248 THE STONES OF VENICE
everywhere), or in various other ways inconvenient, flat ceilings may be used, and yet the Gothic shall not lose its purity. But in the roof-mask, there can be no necessity nor reason for a change of form: the gable is the best; and if any other-dome, or bulging crown, or whatsoever else-be employed at all, it must be in pure caprice and wilful transgression of law. And wherever, therefore, this is done, the Gothic has lost its character; it is pure Gothic no more.
§ 84. And this last clause of the definition is to be more strongly insisted upon, because it includes multitudes of buildings, especially domestic, which are Gothic in spirit, but which we are not in the habit of embracing in our general conception of Gothic architecture; multitudes of street dwelling-houses and straggling country farm-houses, built with little care for beauty, or observance of Gothic laws in vaults or windows, and yet maintaining their character by the sharp and quaint gables of the roofs.

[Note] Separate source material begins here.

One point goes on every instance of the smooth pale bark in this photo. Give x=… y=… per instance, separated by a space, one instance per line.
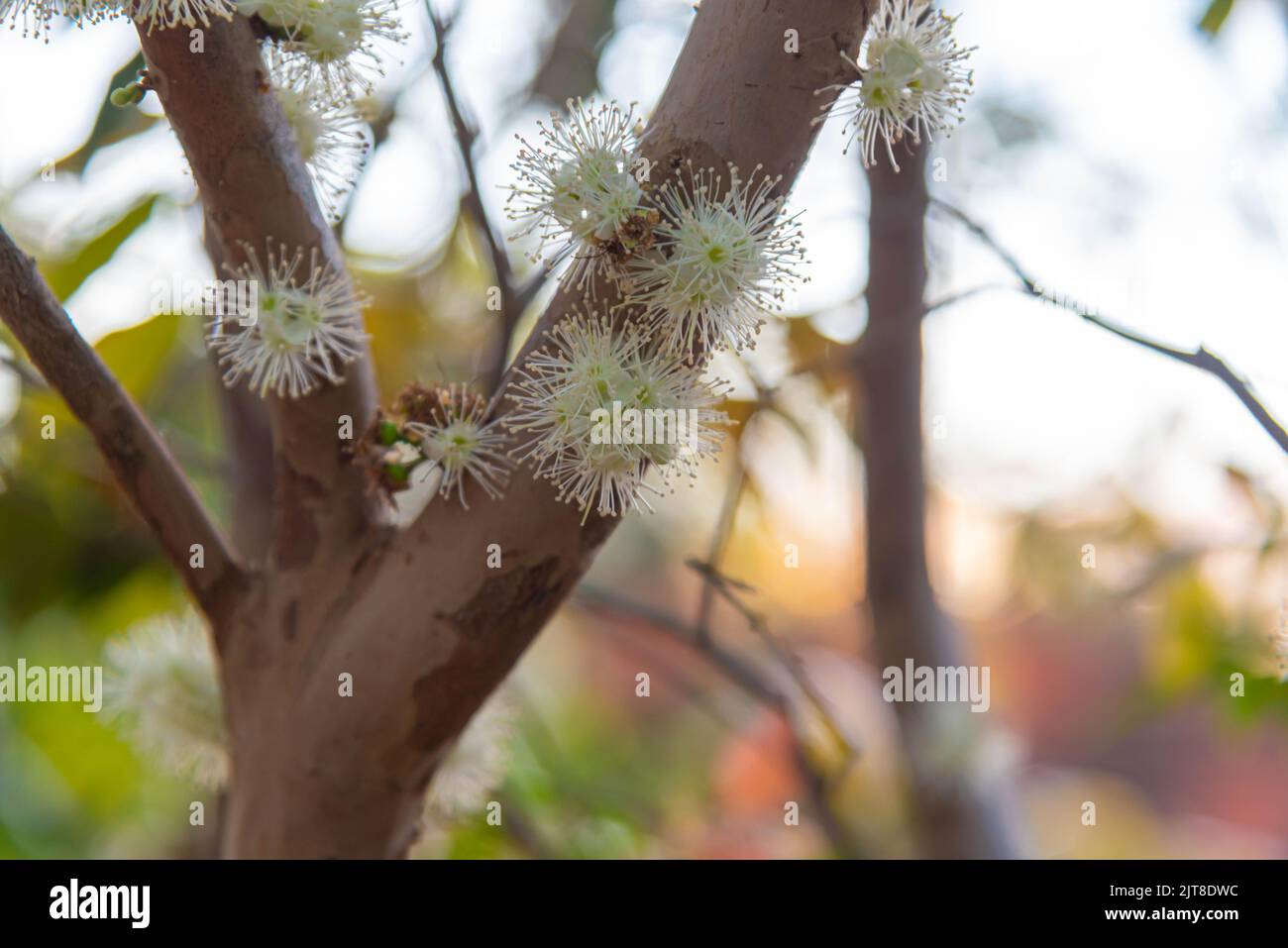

And, for the reason just given, a house is far more Gothic which has square windows, and a boldly gable roof, than one which has pointed arches for the windows, and a domed or flat roof. For it often happened in the best Gothic times, as it must in all times, that it was more easy and convenient to make a window square than pointed: not but that, as above emphatically stated, the richness of church architecture was also found in domestic; and systematically “when the pointed arch was used in the church it was used in the street,”1 only in all times there were cases in which men could not build as they would, and were obliged to construct their doors or windows in the readiest way; and this readiest way was then, in small work, as it will be to the end of time, to put a flat stone for a lintel, and build the windows as in Fig. 8; and the occurrence of such windows in a building or a street will not un-Gothicize them, so long as the bold gable roof be retained, and the
1 [See above, ch. iv. § 53, p. 120, and compare in Vol. XII. Lectures on Architecture and Painting, Lecture i.]